The only difference was that my father had been alive then and was dead now. A simple fact.

But, although -I didn’t consciously know it then, I had found both the subject and the title of my next book.

Coincidence.

The sky was overcast when I stepped off the train and crossed the footbridge to where a taxi waited to take me the last three
miles to the home. As we wound up the hill I looked out at the familiar sights passing by, seeing them for the last time—and
feeling, to be honest, little apart from relief that I would not have to make this journey again.

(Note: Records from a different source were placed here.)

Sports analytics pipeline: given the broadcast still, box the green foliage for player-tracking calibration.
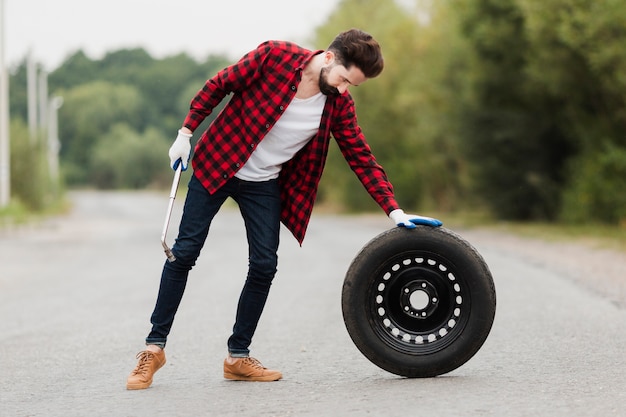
[59,81,143,184]
[89,124,171,189]
[10,119,58,211]
[317,0,463,210]
[562,142,626,225]
[10,0,626,223]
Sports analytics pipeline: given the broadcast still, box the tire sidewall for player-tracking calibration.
[342,226,496,377]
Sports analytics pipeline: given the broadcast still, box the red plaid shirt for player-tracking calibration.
[184,41,398,244]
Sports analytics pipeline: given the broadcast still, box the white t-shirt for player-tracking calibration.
[235,93,326,181]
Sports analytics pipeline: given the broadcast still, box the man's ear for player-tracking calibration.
[324,51,335,65]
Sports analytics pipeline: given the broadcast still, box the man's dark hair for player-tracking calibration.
[328,29,384,78]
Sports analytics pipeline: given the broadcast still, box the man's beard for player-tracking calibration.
[319,67,340,96]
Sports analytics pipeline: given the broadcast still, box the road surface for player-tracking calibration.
[0,187,626,417]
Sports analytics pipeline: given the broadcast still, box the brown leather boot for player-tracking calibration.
[126,350,165,389]
[224,356,283,382]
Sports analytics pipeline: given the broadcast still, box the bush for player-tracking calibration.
[90,124,169,189]
[561,144,626,224]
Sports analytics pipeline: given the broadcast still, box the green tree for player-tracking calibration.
[59,81,143,184]
[317,0,462,210]
[89,124,171,189]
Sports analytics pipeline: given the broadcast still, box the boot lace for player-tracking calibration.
[133,350,154,375]
[243,357,267,370]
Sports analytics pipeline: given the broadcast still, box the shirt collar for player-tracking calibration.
[296,49,324,71]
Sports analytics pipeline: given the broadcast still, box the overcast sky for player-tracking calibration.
[0,0,340,71]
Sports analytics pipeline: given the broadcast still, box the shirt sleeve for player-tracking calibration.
[183,42,272,132]
[332,95,399,214]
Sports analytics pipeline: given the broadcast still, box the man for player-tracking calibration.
[127,29,441,389]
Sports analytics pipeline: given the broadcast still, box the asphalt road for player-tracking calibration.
[0,187,626,417]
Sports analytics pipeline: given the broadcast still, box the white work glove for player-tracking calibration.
[389,209,443,229]
[169,130,191,171]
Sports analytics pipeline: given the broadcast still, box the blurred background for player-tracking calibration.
[0,0,626,226]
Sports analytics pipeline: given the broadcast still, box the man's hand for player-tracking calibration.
[169,130,191,171]
[389,209,443,229]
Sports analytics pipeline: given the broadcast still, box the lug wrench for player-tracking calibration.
[161,161,183,262]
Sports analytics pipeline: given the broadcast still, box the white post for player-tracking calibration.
[37,69,48,131]
[47,96,63,186]
[26,50,37,143]
[0,0,11,207]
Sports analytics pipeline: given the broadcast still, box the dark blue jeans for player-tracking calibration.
[146,175,280,356]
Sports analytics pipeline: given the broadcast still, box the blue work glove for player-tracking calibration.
[169,130,191,171]
[389,209,443,229]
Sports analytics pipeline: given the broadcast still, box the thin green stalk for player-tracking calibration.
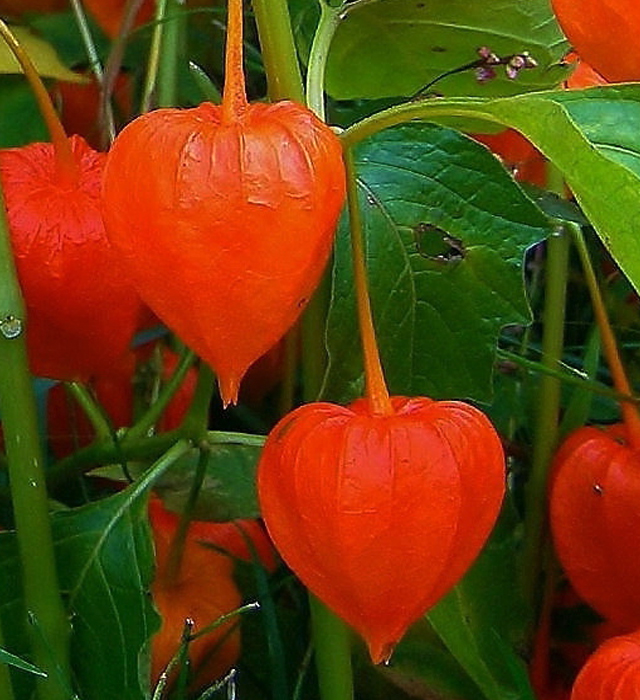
[70,0,116,146]
[253,0,304,104]
[65,382,113,440]
[309,595,354,700]
[301,273,331,402]
[140,0,167,114]
[158,0,185,107]
[307,0,344,121]
[42,427,265,495]
[522,229,570,608]
[100,0,143,136]
[180,362,216,443]
[0,172,71,700]
[122,349,195,445]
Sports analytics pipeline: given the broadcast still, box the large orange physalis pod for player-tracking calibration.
[550,424,640,631]
[571,631,640,700]
[0,136,143,380]
[258,397,505,663]
[551,0,640,82]
[103,0,345,404]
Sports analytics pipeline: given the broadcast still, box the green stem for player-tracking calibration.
[70,0,116,146]
[340,97,502,148]
[180,362,216,443]
[158,0,185,107]
[0,621,15,700]
[300,274,331,402]
[309,595,354,700]
[121,349,195,445]
[571,225,640,442]
[140,0,167,114]
[159,442,210,586]
[0,176,71,700]
[307,0,343,121]
[522,229,570,608]
[64,382,113,440]
[253,0,305,104]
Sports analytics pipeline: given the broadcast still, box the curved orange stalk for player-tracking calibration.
[221,0,248,124]
[345,152,394,415]
[0,20,79,185]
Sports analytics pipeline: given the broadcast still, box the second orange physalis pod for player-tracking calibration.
[258,396,505,663]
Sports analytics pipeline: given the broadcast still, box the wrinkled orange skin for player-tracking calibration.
[571,631,640,700]
[551,0,640,82]
[258,397,505,663]
[149,499,248,688]
[103,101,345,404]
[0,136,142,381]
[550,424,640,631]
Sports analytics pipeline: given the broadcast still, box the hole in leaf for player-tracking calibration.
[413,222,465,263]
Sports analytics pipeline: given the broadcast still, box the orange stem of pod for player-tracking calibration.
[221,0,249,124]
[344,151,394,415]
[0,20,79,185]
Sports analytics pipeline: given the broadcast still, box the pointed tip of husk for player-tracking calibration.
[367,640,398,666]
[218,374,242,408]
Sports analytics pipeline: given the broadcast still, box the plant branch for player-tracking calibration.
[0,160,71,700]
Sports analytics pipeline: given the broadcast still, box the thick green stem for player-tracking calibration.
[522,229,570,607]
[253,0,305,104]
[309,595,353,700]
[0,176,72,700]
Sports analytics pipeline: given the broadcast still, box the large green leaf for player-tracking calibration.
[323,124,550,401]
[326,0,567,99]
[344,84,640,290]
[0,490,159,700]
[53,490,159,700]
[428,504,534,700]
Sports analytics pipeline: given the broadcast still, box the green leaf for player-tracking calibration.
[0,27,86,83]
[0,75,49,148]
[428,503,534,700]
[0,649,47,678]
[326,0,568,99]
[343,84,640,290]
[141,436,264,522]
[323,124,550,402]
[53,490,159,700]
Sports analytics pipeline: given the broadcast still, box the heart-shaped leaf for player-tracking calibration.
[324,124,550,402]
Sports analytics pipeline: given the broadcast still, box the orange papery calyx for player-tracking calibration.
[103,0,345,404]
[571,630,640,700]
[0,22,143,381]
[258,152,505,663]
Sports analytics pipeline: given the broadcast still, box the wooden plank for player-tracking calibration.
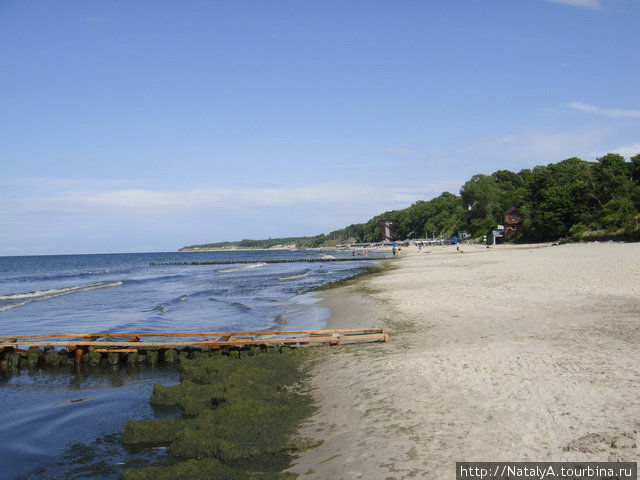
[0,328,389,351]
[0,333,388,350]
[93,348,138,353]
[0,328,384,341]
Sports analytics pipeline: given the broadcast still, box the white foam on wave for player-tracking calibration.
[218,263,266,273]
[0,282,122,312]
[278,273,309,280]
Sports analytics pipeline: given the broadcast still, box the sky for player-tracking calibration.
[0,0,640,256]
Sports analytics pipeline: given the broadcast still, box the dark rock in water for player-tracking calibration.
[147,350,158,365]
[122,348,318,480]
[42,350,63,368]
[127,352,139,365]
[89,350,102,366]
[27,347,44,368]
[164,350,178,363]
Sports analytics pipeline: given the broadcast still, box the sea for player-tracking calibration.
[0,250,389,480]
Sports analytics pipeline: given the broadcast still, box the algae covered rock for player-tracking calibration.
[122,418,185,445]
[123,352,317,480]
[149,380,225,417]
[122,458,298,480]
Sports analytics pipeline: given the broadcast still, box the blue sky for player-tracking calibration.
[0,0,640,255]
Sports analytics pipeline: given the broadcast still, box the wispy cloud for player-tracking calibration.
[567,102,640,118]
[546,0,602,10]
[457,135,518,153]
[592,142,640,158]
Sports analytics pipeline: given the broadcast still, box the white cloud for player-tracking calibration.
[457,135,518,153]
[592,142,640,158]
[567,102,640,118]
[547,0,602,10]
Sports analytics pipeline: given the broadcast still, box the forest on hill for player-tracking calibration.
[180,153,640,248]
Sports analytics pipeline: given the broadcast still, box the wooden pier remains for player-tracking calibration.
[0,328,389,369]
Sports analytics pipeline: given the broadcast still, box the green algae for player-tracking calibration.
[122,348,318,480]
[122,458,297,480]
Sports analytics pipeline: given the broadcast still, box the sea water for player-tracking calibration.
[0,250,384,479]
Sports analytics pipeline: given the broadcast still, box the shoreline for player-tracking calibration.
[288,243,640,480]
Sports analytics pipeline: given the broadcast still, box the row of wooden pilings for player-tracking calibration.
[0,345,295,372]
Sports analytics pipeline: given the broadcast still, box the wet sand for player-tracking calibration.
[291,243,640,480]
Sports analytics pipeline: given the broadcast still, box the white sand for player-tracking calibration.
[291,243,640,480]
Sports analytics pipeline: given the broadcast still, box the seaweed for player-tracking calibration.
[122,349,318,480]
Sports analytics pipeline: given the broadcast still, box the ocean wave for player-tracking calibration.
[0,282,122,312]
[218,263,266,273]
[278,273,309,280]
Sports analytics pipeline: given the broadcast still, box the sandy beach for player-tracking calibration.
[291,243,640,480]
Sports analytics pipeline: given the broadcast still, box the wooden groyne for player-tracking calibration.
[149,255,382,267]
[0,328,389,370]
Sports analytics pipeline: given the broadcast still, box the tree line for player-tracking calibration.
[327,153,640,243]
[185,153,640,249]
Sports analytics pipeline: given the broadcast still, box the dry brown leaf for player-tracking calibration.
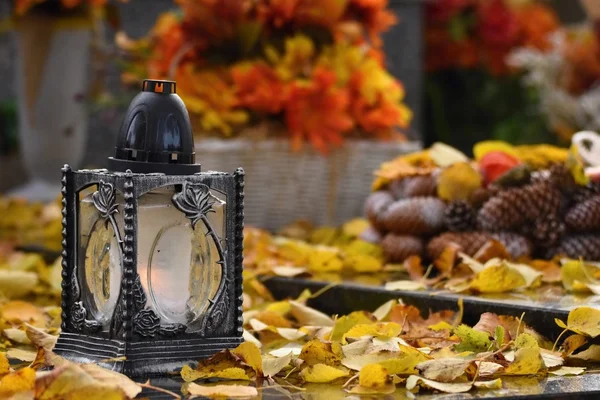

At least, I told myself, he had been well looked after. The place hadn’t been cheap and had eaten up my father’s modest capital
as well as his pension, and had still required several thousand a year from my own pocket. But it was money I’d been happy
to pay. Somehow it made up for the lack of warmth between us, allowing me to feel that I at least had done everything I possibly
could, and that it was my father who had resented me and kept me at arm’s length all my life, not I who had in any way let
down, betrayed, or walked away from him.

Sara, to her credit, had been as anxious as I was to ensure that he was given the best possible care when it became obvious
five years ago that he was no longer fit to live alone. Two falls and a growing drink habit had done that. He wasn’t an alcoholic;
it was just something to do. He was bored. My father had been bored, and bitter, almost all of his adult life. He had continued
to drink in the home, though far less; it wasn’t one of those regimented places that regarded old people as an inconvenience
to be drugged senseless and kept out of the way as much as possible. They had their own rooms and, within reason, their own
routines.

Mrs. Tucker appeared at the door of the handsome old house as I got out of my taxi. She was a pleasant-looking woman around
forty, dressed casually for the country and looking more like a favorite aunt than some matronly superintendent. She took
me into her office, which looked onto a broad sweep of tree-covered countryside. I was impressed by the efficiency with which
she had assembled all the necessary paperwork, but then reflected that this was not exactly a routine she was unaccustomed
to in her line of work. Tea was brought in as we took care of everything, after which she drove me to the chapel of rest,
where my father’s body had been taken the previous night. He was lying in a “temporary casket”; I almost embarrassed myself
by laughing out loud when I heard it called that.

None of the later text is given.